È la dimostrazione che, nonostante l’“impegno” assunto dalla Whirlpool a ottobre 2018 (il “Piano Italia”) a reinvestire in tutti gli stabilimenti italiani, con i padroni nessun accordo è possibile. E insufficiente, per gli operai, è la risposta dei sindacati che indicono 16 ore di sciopero generale in tutti gli stabilimenti del gruppo (le prime 8 l’altro ieri, su base territoriale e le altre per una manifestazione nazionale ancora da indire) dopo mesi e mesi di mobilitazioni, scioperi, cortei, blocchi stradali, assemblee e anni di lavoro a contratto di solidarietà. Le promesse del governo sulla nazionalizzazione sfumano, i 20 milioni per il sito napoletano paventati come anticipo di campagna elettorale dal Presidente di Regione Campania De Luca (PD) si rivelano un bluff, le dichiarazioni del Sindaco di Napoli De Magistris (DemA) sulla costituzione di un centro di produzione collettiva tutto italiano restano chiacchiere, allo stato. Così come il ricorso a giudici civili o amministrativi, alla Corte costituzionale o fosse anche quella europea, tutti pronti a “garantire” lo stato di diritto, mai però ad affrontare il fatto. Per “cambiare la legge che consente alle imprese di prendere soldi dallo Stato e poi fare quello che vogliono” non si può aspettare che chi ci governa si convinca a farlo, bisogna imporglielo con la lotta, cambiando i rapporti di forza tra operai e padroni. Agli operai sta, dunque, rovesciare il tavolo in proprio favore. Non sono i padroni ad essere forti, è la classe operaia, organizzando intorno a sé il resto delle masse popolari, che deve far valere la sua forza! Dipende dalla classe operaia e dal resto delle masse popolari organizzate quello che ora, a fronte della rottura di concertazioni e trattative sindacali tirate troppo e troppo a lungo, sarà il prosieguo della lotta contro la chiusura della fabbrica, lo smantellamento del sito, la delocalizzazione dove i padroni possono fare maggiori e migliori profitti.

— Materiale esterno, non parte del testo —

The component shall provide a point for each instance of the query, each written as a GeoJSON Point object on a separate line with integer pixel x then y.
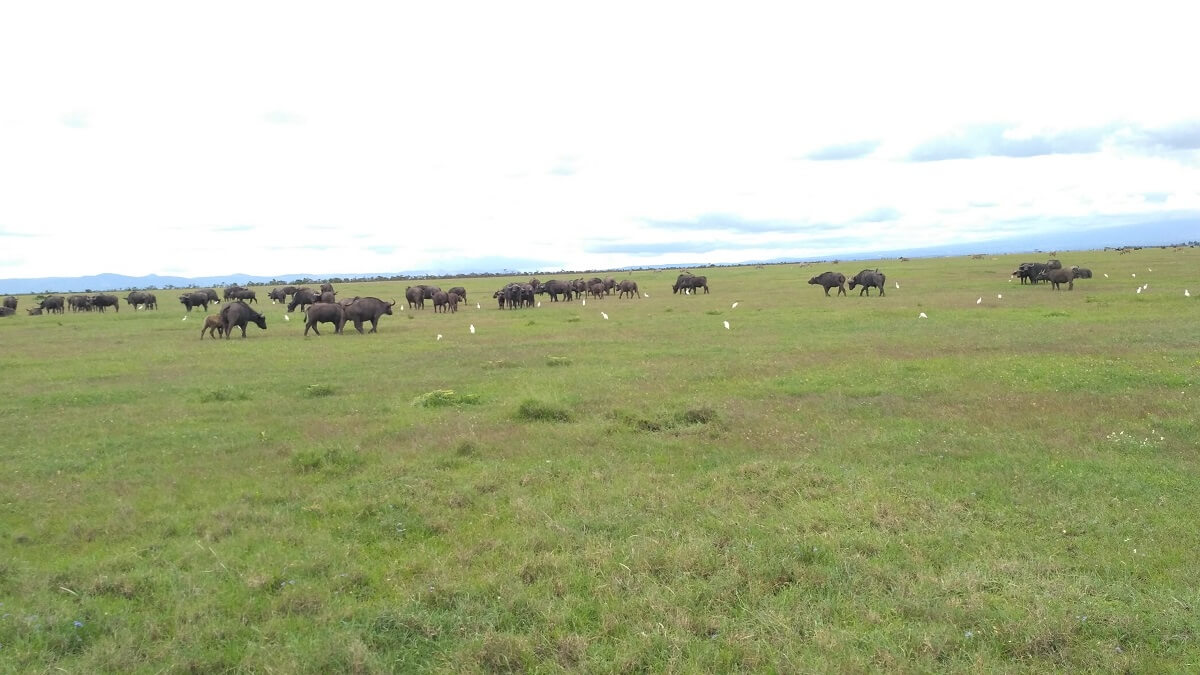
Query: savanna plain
{"type": "Point", "coordinates": [828, 484]}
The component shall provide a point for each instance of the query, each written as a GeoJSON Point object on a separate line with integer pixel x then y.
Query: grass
{"type": "Point", "coordinates": [832, 484]}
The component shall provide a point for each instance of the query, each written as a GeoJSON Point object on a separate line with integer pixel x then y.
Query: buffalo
{"type": "Point", "coordinates": [1059, 276]}
{"type": "Point", "coordinates": [367, 309]}
{"type": "Point", "coordinates": [196, 299]}
{"type": "Point", "coordinates": [867, 279]}
{"type": "Point", "coordinates": [303, 298]}
{"type": "Point", "coordinates": [556, 288]}
{"type": "Point", "coordinates": [105, 300]}
{"type": "Point", "coordinates": [828, 280]}
{"type": "Point", "coordinates": [213, 327]}
{"type": "Point", "coordinates": [415, 297]}
{"type": "Point", "coordinates": [325, 312]}
{"type": "Point", "coordinates": [239, 315]}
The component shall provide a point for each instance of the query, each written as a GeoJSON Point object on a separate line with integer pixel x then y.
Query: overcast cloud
{"type": "Point", "coordinates": [285, 137]}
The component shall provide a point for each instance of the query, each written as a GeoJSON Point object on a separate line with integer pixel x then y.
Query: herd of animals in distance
{"type": "Point", "coordinates": [324, 306]}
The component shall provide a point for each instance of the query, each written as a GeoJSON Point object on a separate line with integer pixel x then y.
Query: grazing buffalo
{"type": "Point", "coordinates": [196, 299]}
{"type": "Point", "coordinates": [105, 300]}
{"type": "Point", "coordinates": [325, 312]}
{"type": "Point", "coordinates": [239, 315]}
{"type": "Point", "coordinates": [556, 288]}
{"type": "Point", "coordinates": [867, 279]}
{"type": "Point", "coordinates": [53, 304]}
{"type": "Point", "coordinates": [414, 297]}
{"type": "Point", "coordinates": [303, 298]}
{"type": "Point", "coordinates": [244, 294]}
{"type": "Point", "coordinates": [367, 309]}
{"type": "Point", "coordinates": [213, 327]}
{"type": "Point", "coordinates": [1059, 276]}
{"type": "Point", "coordinates": [828, 280]}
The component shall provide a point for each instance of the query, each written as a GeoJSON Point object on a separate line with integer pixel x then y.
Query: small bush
{"type": "Point", "coordinates": [539, 411]}
{"type": "Point", "coordinates": [318, 390]}
{"type": "Point", "coordinates": [444, 398]}
{"type": "Point", "coordinates": [223, 394]}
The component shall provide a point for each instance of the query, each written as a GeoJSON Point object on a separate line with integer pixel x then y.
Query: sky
{"type": "Point", "coordinates": [207, 138]}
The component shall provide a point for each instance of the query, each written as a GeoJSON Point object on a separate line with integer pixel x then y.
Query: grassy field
{"type": "Point", "coordinates": [829, 484]}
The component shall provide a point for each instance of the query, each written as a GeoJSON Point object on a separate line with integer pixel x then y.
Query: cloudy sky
{"type": "Point", "coordinates": [337, 137]}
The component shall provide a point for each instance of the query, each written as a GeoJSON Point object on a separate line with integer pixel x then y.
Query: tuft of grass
{"type": "Point", "coordinates": [444, 398]}
{"type": "Point", "coordinates": [318, 390]}
{"type": "Point", "coordinates": [223, 394]}
{"type": "Point", "coordinates": [532, 410]}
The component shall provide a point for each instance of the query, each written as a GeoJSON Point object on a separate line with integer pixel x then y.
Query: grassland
{"type": "Point", "coordinates": [829, 484]}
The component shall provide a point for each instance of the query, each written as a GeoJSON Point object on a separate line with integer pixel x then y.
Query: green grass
{"type": "Point", "coordinates": [832, 484]}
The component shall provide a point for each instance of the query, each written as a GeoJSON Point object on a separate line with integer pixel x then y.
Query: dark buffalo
{"type": "Point", "coordinates": [196, 299]}
{"type": "Point", "coordinates": [1059, 276]}
{"type": "Point", "coordinates": [244, 294]}
{"type": "Point", "coordinates": [828, 280]}
{"type": "Point", "coordinates": [325, 312]}
{"type": "Point", "coordinates": [213, 327]}
{"type": "Point", "coordinates": [867, 279]}
{"type": "Point", "coordinates": [105, 300]}
{"type": "Point", "coordinates": [367, 309]}
{"type": "Point", "coordinates": [414, 297]}
{"type": "Point", "coordinates": [53, 304]}
{"type": "Point", "coordinates": [303, 298]}
{"type": "Point", "coordinates": [239, 315]}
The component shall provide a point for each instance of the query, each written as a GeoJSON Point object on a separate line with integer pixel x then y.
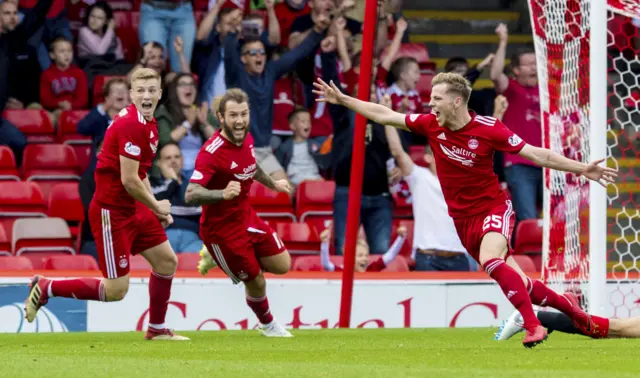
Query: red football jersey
{"type": "Point", "coordinates": [464, 160]}
{"type": "Point", "coordinates": [129, 135]}
{"type": "Point", "coordinates": [218, 163]}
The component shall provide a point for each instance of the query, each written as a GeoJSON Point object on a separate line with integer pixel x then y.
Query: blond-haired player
{"type": "Point", "coordinates": [463, 145]}
{"type": "Point", "coordinates": [125, 217]}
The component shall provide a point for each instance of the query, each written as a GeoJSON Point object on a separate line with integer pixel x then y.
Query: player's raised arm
{"type": "Point", "coordinates": [134, 186]}
{"type": "Point", "coordinates": [549, 159]}
{"type": "Point", "coordinates": [375, 112]}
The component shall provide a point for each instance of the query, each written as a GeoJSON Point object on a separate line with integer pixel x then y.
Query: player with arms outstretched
{"type": "Point", "coordinates": [124, 215]}
{"type": "Point", "coordinates": [241, 243]}
{"type": "Point", "coordinates": [463, 144]}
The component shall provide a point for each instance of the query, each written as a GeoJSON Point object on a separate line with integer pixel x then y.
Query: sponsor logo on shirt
{"type": "Point", "coordinates": [514, 140]}
{"type": "Point", "coordinates": [459, 154]}
{"type": "Point", "coordinates": [132, 149]}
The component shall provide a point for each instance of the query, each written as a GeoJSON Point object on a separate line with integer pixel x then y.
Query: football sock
{"type": "Point", "coordinates": [512, 286]}
{"type": "Point", "coordinates": [159, 294]}
{"type": "Point", "coordinates": [260, 307]}
{"type": "Point", "coordinates": [541, 295]}
{"type": "Point", "coordinates": [556, 321]}
{"type": "Point", "coordinates": [78, 288]}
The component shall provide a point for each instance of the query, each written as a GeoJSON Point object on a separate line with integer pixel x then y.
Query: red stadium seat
{"type": "Point", "coordinates": [298, 238]}
{"type": "Point", "coordinates": [65, 262]}
{"type": "Point", "coordinates": [407, 247]}
{"type": "Point", "coordinates": [188, 261]}
{"type": "Point", "coordinates": [21, 199]}
{"type": "Point", "coordinates": [525, 263]}
{"type": "Point", "coordinates": [399, 264]}
{"type": "Point", "coordinates": [41, 235]}
{"type": "Point", "coordinates": [529, 237]}
{"type": "Point", "coordinates": [15, 263]}
{"type": "Point", "coordinates": [8, 169]}
{"type": "Point", "coordinates": [34, 124]}
{"type": "Point", "coordinates": [137, 262]}
{"type": "Point", "coordinates": [271, 205]}
{"type": "Point", "coordinates": [314, 202]}
{"type": "Point", "coordinates": [65, 203]}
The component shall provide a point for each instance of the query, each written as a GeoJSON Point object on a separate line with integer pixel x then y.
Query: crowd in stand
{"type": "Point", "coordinates": [51, 51]}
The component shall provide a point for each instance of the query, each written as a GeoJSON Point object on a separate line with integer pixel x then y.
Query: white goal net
{"type": "Point", "coordinates": [581, 129]}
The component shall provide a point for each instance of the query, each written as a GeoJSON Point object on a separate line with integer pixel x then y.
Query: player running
{"type": "Point", "coordinates": [463, 144]}
{"type": "Point", "coordinates": [240, 242]}
{"type": "Point", "coordinates": [124, 215]}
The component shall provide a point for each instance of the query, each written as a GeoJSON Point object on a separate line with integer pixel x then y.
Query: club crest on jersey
{"type": "Point", "coordinates": [248, 173]}
{"type": "Point", "coordinates": [514, 140]}
{"type": "Point", "coordinates": [132, 149]}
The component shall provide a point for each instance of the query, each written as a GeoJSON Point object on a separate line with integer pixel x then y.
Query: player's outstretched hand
{"type": "Point", "coordinates": [231, 191]}
{"type": "Point", "coordinates": [327, 93]}
{"type": "Point", "coordinates": [164, 207]}
{"type": "Point", "coordinates": [283, 186]}
{"type": "Point", "coordinates": [603, 175]}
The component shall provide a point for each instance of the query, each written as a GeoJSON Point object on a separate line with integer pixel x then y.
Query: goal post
{"type": "Point", "coordinates": [587, 54]}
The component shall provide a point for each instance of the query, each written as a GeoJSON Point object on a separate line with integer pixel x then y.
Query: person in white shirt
{"type": "Point", "coordinates": [436, 245]}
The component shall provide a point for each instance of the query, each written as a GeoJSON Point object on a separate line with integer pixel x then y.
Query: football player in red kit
{"type": "Point", "coordinates": [240, 243]}
{"type": "Point", "coordinates": [124, 215]}
{"type": "Point", "coordinates": [463, 144]}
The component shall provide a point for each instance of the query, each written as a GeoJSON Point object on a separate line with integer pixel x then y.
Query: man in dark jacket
{"type": "Point", "coordinates": [13, 38]}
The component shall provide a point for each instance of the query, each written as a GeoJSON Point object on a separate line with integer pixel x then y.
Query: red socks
{"type": "Point", "coordinates": [159, 294]}
{"type": "Point", "coordinates": [260, 307]}
{"type": "Point", "coordinates": [541, 295]}
{"type": "Point", "coordinates": [78, 288]}
{"type": "Point", "coordinates": [512, 286]}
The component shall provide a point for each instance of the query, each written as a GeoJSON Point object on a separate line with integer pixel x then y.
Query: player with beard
{"type": "Point", "coordinates": [125, 217]}
{"type": "Point", "coordinates": [463, 144]}
{"type": "Point", "coordinates": [240, 243]}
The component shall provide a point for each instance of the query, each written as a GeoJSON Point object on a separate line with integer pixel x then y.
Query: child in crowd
{"type": "Point", "coordinates": [63, 86]}
{"type": "Point", "coordinates": [363, 263]}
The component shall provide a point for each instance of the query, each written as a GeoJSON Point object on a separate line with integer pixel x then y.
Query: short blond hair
{"type": "Point", "coordinates": [144, 74]}
{"type": "Point", "coordinates": [456, 84]}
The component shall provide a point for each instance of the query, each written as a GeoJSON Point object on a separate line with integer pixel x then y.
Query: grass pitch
{"type": "Point", "coordinates": [361, 353]}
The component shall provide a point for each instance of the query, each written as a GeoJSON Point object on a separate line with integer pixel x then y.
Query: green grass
{"type": "Point", "coordinates": [323, 353]}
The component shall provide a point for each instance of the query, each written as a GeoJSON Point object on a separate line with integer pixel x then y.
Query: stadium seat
{"type": "Point", "coordinates": [98, 84]}
{"type": "Point", "coordinates": [21, 199]}
{"type": "Point", "coordinates": [65, 262]}
{"type": "Point", "coordinates": [270, 204]}
{"type": "Point", "coordinates": [407, 247]}
{"type": "Point", "coordinates": [298, 238]}
{"type": "Point", "coordinates": [314, 202]}
{"type": "Point", "coordinates": [529, 237]}
{"type": "Point", "coordinates": [188, 261]}
{"type": "Point", "coordinates": [399, 264]}
{"type": "Point", "coordinates": [65, 203]}
{"type": "Point", "coordinates": [8, 169]}
{"type": "Point", "coordinates": [41, 235]}
{"type": "Point", "coordinates": [15, 263]}
{"type": "Point", "coordinates": [525, 263]}
{"type": "Point", "coordinates": [34, 124]}
{"type": "Point", "coordinates": [137, 262]}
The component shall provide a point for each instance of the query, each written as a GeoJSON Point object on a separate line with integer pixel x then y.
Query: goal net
{"type": "Point", "coordinates": [572, 207]}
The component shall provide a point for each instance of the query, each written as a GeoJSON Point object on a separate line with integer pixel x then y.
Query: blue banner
{"type": "Point", "coordinates": [59, 315]}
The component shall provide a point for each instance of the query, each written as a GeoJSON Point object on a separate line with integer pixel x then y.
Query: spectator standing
{"type": "Point", "coordinates": [183, 233]}
{"type": "Point", "coordinates": [14, 36]}
{"type": "Point", "coordinates": [181, 121]}
{"type": "Point", "coordinates": [250, 70]}
{"type": "Point", "coordinates": [523, 117]}
{"type": "Point", "coordinates": [163, 21]}
{"type": "Point", "coordinates": [63, 86]}
{"type": "Point", "coordinates": [436, 244]}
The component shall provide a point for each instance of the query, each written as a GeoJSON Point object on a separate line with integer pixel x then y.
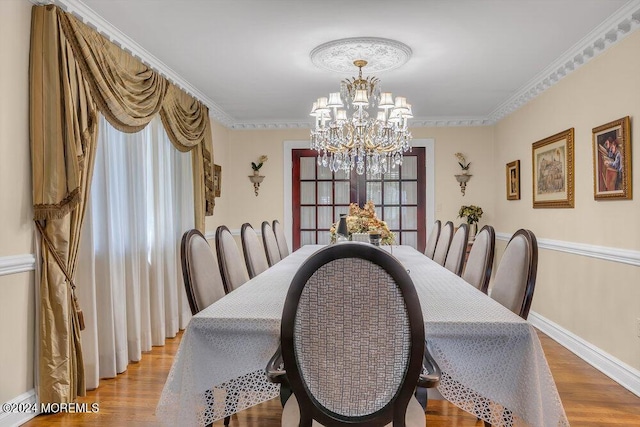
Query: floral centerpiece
{"type": "Point", "coordinates": [472, 213]}
{"type": "Point", "coordinates": [365, 220]}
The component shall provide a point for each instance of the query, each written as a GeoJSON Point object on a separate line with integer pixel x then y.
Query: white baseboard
{"type": "Point", "coordinates": [17, 264]}
{"type": "Point", "coordinates": [12, 419]}
{"type": "Point", "coordinates": [625, 375]}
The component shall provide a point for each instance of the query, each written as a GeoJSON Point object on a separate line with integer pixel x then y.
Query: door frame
{"type": "Point", "coordinates": [287, 173]}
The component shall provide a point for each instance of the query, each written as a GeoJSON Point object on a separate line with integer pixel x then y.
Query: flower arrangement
{"type": "Point", "coordinates": [365, 220]}
{"type": "Point", "coordinates": [261, 161]}
{"type": "Point", "coordinates": [472, 213]}
{"type": "Point", "coordinates": [462, 161]}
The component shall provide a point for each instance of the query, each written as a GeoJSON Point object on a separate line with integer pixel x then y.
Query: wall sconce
{"type": "Point", "coordinates": [462, 179]}
{"type": "Point", "coordinates": [256, 179]}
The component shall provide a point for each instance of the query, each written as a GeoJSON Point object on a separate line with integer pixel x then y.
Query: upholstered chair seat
{"type": "Point", "coordinates": [432, 240]}
{"type": "Point", "coordinates": [444, 242]}
{"type": "Point", "coordinates": [457, 250]}
{"type": "Point", "coordinates": [254, 254]}
{"type": "Point", "coordinates": [280, 237]}
{"type": "Point", "coordinates": [232, 266]}
{"type": "Point", "coordinates": [270, 243]}
{"type": "Point", "coordinates": [477, 271]}
{"type": "Point", "coordinates": [515, 278]}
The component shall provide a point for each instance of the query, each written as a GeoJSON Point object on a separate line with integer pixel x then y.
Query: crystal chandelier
{"type": "Point", "coordinates": [360, 125]}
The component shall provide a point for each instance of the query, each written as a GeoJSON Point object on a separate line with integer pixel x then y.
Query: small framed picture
{"type": "Point", "coordinates": [217, 180]}
{"type": "Point", "coordinates": [513, 180]}
{"type": "Point", "coordinates": [553, 171]}
{"type": "Point", "coordinates": [612, 160]}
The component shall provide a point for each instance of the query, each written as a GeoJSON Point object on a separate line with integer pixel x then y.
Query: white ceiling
{"type": "Point", "coordinates": [473, 61]}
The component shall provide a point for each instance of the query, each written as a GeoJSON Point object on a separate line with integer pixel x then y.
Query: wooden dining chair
{"type": "Point", "coordinates": [477, 271]}
{"type": "Point", "coordinates": [515, 278]}
{"type": "Point", "coordinates": [457, 250]}
{"type": "Point", "coordinates": [232, 266]}
{"type": "Point", "coordinates": [270, 244]}
{"type": "Point", "coordinates": [200, 272]}
{"type": "Point", "coordinates": [432, 240]}
{"type": "Point", "coordinates": [254, 255]}
{"type": "Point", "coordinates": [202, 279]}
{"type": "Point", "coordinates": [278, 230]}
{"type": "Point", "coordinates": [444, 242]}
{"type": "Point", "coordinates": [352, 340]}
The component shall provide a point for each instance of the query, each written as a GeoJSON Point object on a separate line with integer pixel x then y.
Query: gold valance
{"type": "Point", "coordinates": [76, 74]}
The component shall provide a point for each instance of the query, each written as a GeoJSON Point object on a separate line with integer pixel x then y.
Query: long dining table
{"type": "Point", "coordinates": [492, 362]}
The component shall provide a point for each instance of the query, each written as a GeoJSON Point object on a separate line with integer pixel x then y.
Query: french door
{"type": "Point", "coordinates": [319, 196]}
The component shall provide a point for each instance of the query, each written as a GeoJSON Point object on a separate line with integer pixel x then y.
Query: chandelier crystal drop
{"type": "Point", "coordinates": [361, 122]}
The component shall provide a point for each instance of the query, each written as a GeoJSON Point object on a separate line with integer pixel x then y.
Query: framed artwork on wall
{"type": "Point", "coordinates": [217, 180]}
{"type": "Point", "coordinates": [513, 180]}
{"type": "Point", "coordinates": [553, 171]}
{"type": "Point", "coordinates": [612, 160]}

Ecco perché, allora, il 29 gennaio non è stata “giornata decisiva” per la lotta in Whirlpool, ma “giro di boa” di una lotta che continua e deve prendere ora ancora maggiore slancio. Ecco perché oggi opporsi alle politiche padronali è ed è stato solo il primo passo.

Questo, concretamente, significa avanzare nella lotta per la costruzione di un’alternativa di classe, di sistema, di potere al capitalismo in crisi generale. Questo significa avanzare verso il socialismo.

Il Partito dei CARC lavora in questa direzione. Organizza ogni operaio e chiunque intenda mettersi su questa strada.

Operai vincere è possibile!

Nazionalizzare senza indennizzo gli stabilimenti del gruppo Whirlpool!

Imporre il controllo operaio della produzione e del mercato degli elettrodomestici e della componentistica!